Para que ella viviera, y para que yo pudiera seguir viviendo. Tenía
que intentarlo. Tenía que probar el suero con ella.
―Bua, bua... Lo que tuvo que
haber hecho era prestar más atención a la carretera.
―Es usted despreciable. Sigue
viva gracias a la fórmula. Se recuperó gracias a ella. Y solamente
hizo falta una dosis. ¿Es que no es capaz de entender que lo hice
con la mejor intención?
―Todos los que la cagan como
usted decís lo mismo. “Pero si lo hice con buena intención...”.

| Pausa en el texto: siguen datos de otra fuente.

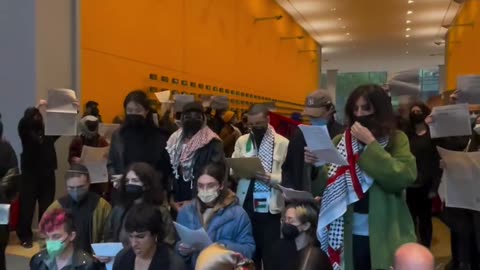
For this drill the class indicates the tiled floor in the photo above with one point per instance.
(18, 257)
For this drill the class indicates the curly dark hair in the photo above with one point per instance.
(375, 95)
(151, 180)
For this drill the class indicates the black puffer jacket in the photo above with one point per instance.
(80, 261)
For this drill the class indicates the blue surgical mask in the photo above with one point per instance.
(318, 121)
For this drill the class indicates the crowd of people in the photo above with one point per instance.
(365, 215)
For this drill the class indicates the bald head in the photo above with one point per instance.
(413, 256)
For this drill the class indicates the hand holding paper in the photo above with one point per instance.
(319, 143)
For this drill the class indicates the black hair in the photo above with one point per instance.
(144, 217)
(376, 96)
(217, 170)
(258, 108)
(151, 180)
(77, 170)
(425, 110)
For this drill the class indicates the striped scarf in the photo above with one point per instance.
(346, 185)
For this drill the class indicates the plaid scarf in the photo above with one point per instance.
(182, 155)
(265, 153)
(346, 185)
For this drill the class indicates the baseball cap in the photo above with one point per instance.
(315, 101)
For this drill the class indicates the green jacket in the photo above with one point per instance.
(393, 169)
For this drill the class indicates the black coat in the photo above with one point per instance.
(164, 259)
(293, 167)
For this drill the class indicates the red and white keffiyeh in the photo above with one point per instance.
(346, 185)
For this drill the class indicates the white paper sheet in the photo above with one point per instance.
(245, 167)
(319, 142)
(468, 89)
(197, 239)
(163, 96)
(107, 130)
(450, 120)
(291, 194)
(107, 250)
(61, 114)
(95, 159)
(461, 179)
(4, 214)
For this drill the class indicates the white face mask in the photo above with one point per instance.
(477, 129)
(208, 196)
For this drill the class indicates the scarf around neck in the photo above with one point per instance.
(346, 185)
(182, 154)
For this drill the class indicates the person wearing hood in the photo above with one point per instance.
(88, 137)
(191, 148)
(216, 210)
(38, 165)
(138, 139)
(89, 211)
(299, 248)
(319, 108)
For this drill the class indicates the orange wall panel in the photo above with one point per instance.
(215, 42)
(463, 44)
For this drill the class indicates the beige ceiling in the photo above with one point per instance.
(370, 35)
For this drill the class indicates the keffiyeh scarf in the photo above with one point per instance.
(346, 185)
(181, 154)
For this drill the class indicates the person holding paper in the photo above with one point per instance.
(89, 211)
(299, 249)
(60, 252)
(147, 249)
(263, 203)
(216, 210)
(8, 169)
(138, 139)
(38, 165)
(320, 110)
(91, 108)
(364, 199)
(140, 184)
(421, 193)
(88, 137)
(191, 148)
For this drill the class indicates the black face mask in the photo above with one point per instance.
(191, 126)
(133, 191)
(259, 133)
(135, 120)
(417, 118)
(289, 231)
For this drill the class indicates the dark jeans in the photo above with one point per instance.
(421, 210)
(35, 186)
(266, 232)
(361, 253)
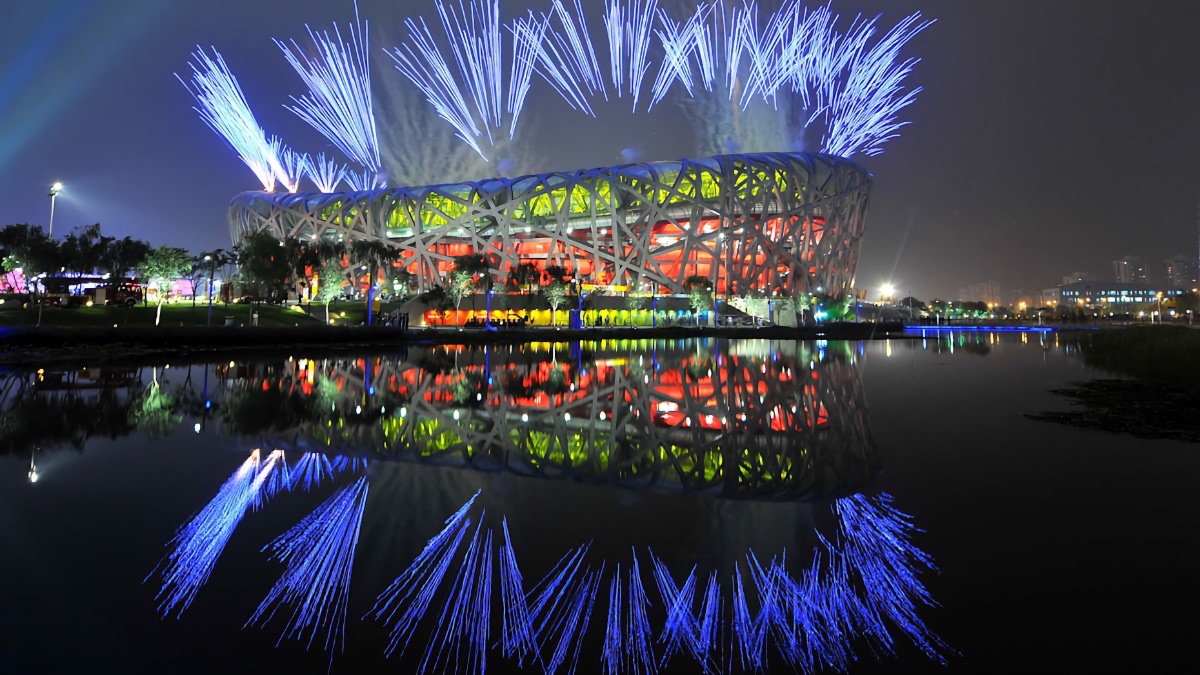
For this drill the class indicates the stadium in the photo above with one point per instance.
(779, 222)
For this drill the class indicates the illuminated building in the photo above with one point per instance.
(783, 221)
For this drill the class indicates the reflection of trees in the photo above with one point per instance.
(753, 423)
(154, 412)
(48, 418)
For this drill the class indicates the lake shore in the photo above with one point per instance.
(34, 346)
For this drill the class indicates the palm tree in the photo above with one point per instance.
(372, 256)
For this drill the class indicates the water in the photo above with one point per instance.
(1053, 545)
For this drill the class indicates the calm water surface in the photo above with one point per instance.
(610, 507)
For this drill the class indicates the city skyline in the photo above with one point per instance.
(1007, 171)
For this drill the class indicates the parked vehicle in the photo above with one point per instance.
(126, 293)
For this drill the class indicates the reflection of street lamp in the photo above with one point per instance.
(54, 192)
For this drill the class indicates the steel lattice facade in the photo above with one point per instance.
(771, 222)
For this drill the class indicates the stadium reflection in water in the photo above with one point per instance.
(765, 444)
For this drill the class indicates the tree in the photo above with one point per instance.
(83, 250)
(29, 250)
(160, 268)
(123, 255)
(522, 276)
(471, 273)
(801, 303)
(372, 255)
(700, 293)
(402, 282)
(462, 284)
(263, 262)
(209, 262)
(635, 303)
(556, 294)
(330, 285)
(437, 299)
(556, 273)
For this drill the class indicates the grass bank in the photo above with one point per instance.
(186, 316)
(106, 344)
(1161, 353)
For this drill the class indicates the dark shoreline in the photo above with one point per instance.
(31, 346)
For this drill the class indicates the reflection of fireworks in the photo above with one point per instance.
(201, 541)
(863, 584)
(319, 556)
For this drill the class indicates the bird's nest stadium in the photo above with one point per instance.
(779, 222)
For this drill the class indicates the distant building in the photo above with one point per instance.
(1050, 297)
(983, 292)
(1096, 293)
(1131, 269)
(1181, 273)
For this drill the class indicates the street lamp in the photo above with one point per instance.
(887, 290)
(54, 192)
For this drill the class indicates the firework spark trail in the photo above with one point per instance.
(678, 42)
(526, 41)
(324, 172)
(575, 41)
(864, 113)
(768, 607)
(471, 95)
(310, 471)
(319, 557)
(475, 45)
(612, 657)
(630, 33)
(579, 617)
(562, 607)
(277, 479)
(707, 631)
(468, 619)
(744, 629)
(361, 181)
(679, 631)
(516, 631)
(348, 463)
(877, 541)
(292, 165)
(339, 103)
(424, 65)
(640, 645)
(551, 60)
(412, 592)
(199, 542)
(223, 107)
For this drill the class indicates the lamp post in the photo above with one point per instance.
(213, 270)
(54, 192)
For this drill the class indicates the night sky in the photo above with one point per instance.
(1053, 136)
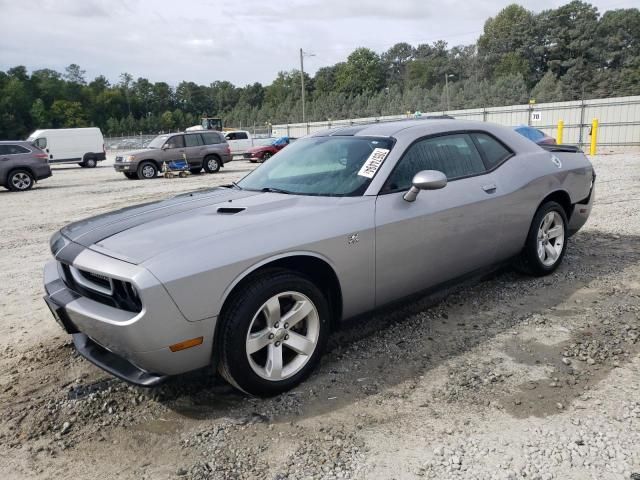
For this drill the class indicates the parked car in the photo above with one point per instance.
(265, 152)
(84, 146)
(240, 141)
(348, 220)
(535, 135)
(205, 149)
(22, 165)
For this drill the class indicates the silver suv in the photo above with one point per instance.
(208, 150)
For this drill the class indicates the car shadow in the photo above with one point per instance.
(384, 349)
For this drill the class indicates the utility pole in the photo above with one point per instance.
(446, 86)
(302, 55)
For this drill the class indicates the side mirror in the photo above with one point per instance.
(425, 180)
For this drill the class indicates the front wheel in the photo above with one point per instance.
(273, 333)
(546, 242)
(20, 181)
(147, 171)
(211, 164)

Dais pena. Permítame darle un consejo, buen doctor: la próxima vez
que sienta ese impulso de las buenas intenciones de boyscout, no use
material del laboratorio para ellas.
Un extraño calor encendió las
mejillas de Miller, y este apretó los puños para contener las ganas
de propinarle un puñetazo en su sabionda cara.
―¿Lo he enfadado bien
enfadado? ¿Está calentito? ¿Sí? ¡Genial! Pues demos buen uso a
esa buena rabia, buen doctor. Usemos esa ira contenida en esa redonda
y espaciosa barriga suya, y canalícela en ella. La retendremos aquí
un día más. Ni uno más. Hágale pruebas, sáquele sangre, hágale
un puto examen de matemáticas si le parece. Cualquier cosa que se le
pase por su bien intencionada cabeza de médico. Haga con ella lo que
quiera y descubra por qué su suero para resucitar muertos ha
terminando convirtiéndola en una Supergirl del extrarradio.
―¿Qué pasará con ella y con
su hermano después? ¿Y conmigo...?
―Eso, mi buen doctor, dependerá
de lo que descubra.
Sabio se dio media vuelta y salió
de la sala como si no hubiese dejado a nadie dentro. Miller se apoyó
en la mesa y vio que Edith ya estaba despierta. La chica empezaba a
gritar y a pedir auxilio, mientras palpaba los muros acolchados de su
celda en busca de una puerta que parecía no existir. De buenas a
primeras, el pelo de la chica comenzó a agitarse por el fuerte
viento que se desató dentro de la celda.